Die Presseberichte sorgten laut Meinung von Analysten ebenso für Verunsicherung unter den Anlegern wie der überragende Wahlerfolg der populistischen Euro-Kritiker bei den Parlamentswahlen in Finnland. Die Partei „Wahre Finnen“, die nun drittstärkste Kraft ist, ist strikt gegen Hilfszahlungen an überschuldete EU-Länder wie Griechenland, Irland und Portugal. „Wenn Finnland nun über die Rettung meckert, könnten auch andere Länder dazu ermuntert werden, über die Hilfen neu zu verhandeln", sagt Glenn Marci, Rentenanalyst bei der DZ Bank.
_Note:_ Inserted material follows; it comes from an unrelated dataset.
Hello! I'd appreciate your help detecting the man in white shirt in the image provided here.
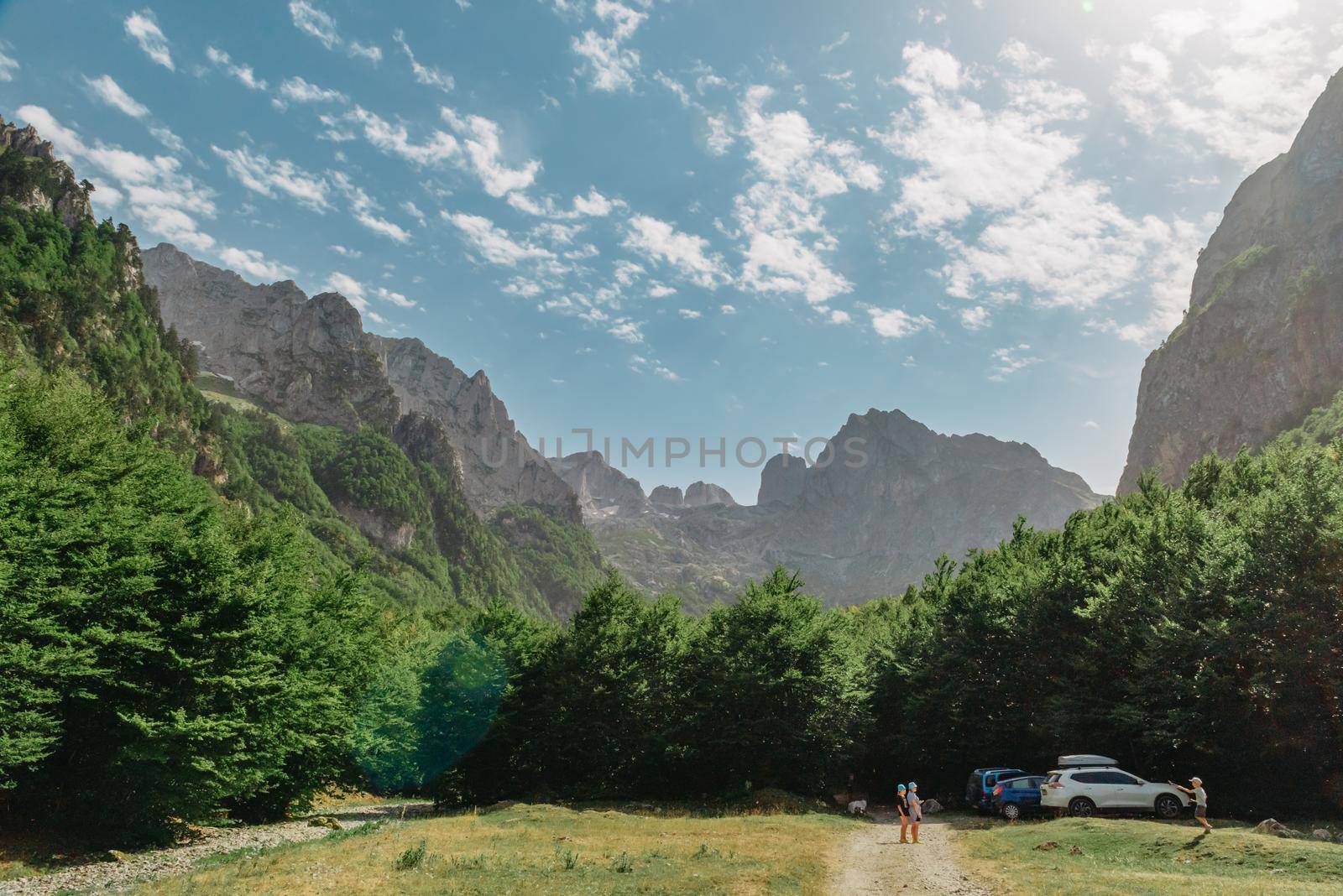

Griechische Staatsanleihen gerieten daher heute erneut unter Verkaufsdruck. Das ließ die sich gegensätzlich entwickelnden Renditen auf neue Höchststände steigen. Am Mittag lag der Kurs für zweijährige Schuldtitel bei 77,6, was einer Rendite von 18,5 Prozent entsprach – ein Plus von 108 Basispunkten gegenüber dem Vortag. „Obwohl die Refinanzierung Griechenlands durch den Euro-Rettungsschirm gesichert ist, steigt die Unsicherheit, dass es schon vorher zu einer Umschuldung kommen könnte“, so Marci. Ein partieller Zahlungsausfall („Haircut“) sei eingepreist. Auch die Kurse zehnjähriger Anleihen gaben nach und fielen auf 60,61, was einer Rendite von 14,71 Prozent entspricht.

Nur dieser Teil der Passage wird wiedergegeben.